***
"Bagaimana keadaan di rumah?" Kwon Anna bertanya pada pengacara yang mengunjunginya hari ini—Choi Seunghyun, juga Lisa. "Kakakku sudah sembuh kan?" susulnya penasaran. Wanita itu ada di rumah tahanan sekarang, sidangnya belum selesai namun ia sudah ditahan karena dianggap akan melarikan diri. Kesalahannya terlalu kejam untuk dibiarkan.
"Paman sudah sembuh," jawab Lisa, sebab Seunghyun tidak punya jawaban atas pertanyaan itu. "Aku menjenguknya minggu lalu, sekalian menunggui Toil di rumah sakit.
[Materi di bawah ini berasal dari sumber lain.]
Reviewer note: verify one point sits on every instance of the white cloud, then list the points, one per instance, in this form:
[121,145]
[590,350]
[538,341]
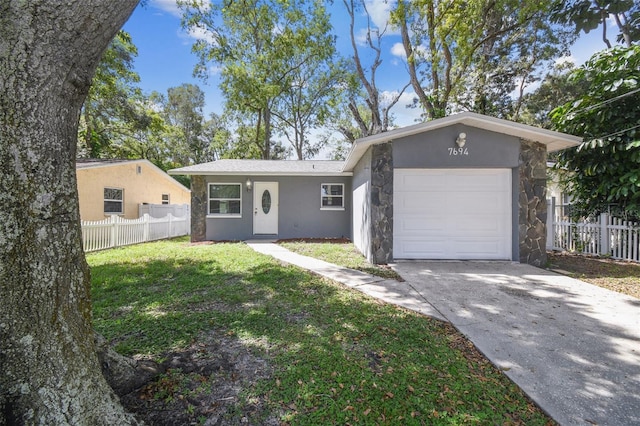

Paman langsung sembuh karena putranya pulang," susulnya, tersenyum mengabarkan berita bahagia itu.
"Jiyong pulang?" Anna terkejut, namun raut wajahnya terlihat senang sekarang. Jauh berbeda dari saat ia melangkah masuk tadi—lesu dan kuyu. "Dimana dia selama ini? Sejak kapan dia pulang? Aku sangat merindukannya. Terakhir kali aku bertemu dengannya itu saat orangtuamu kembali dari luar negeri, kami minum bersama, aku mengajarinya minum vodka dan whiskey waktu itu, dia lucu sekali karena terlalu pahit," cerita Anna.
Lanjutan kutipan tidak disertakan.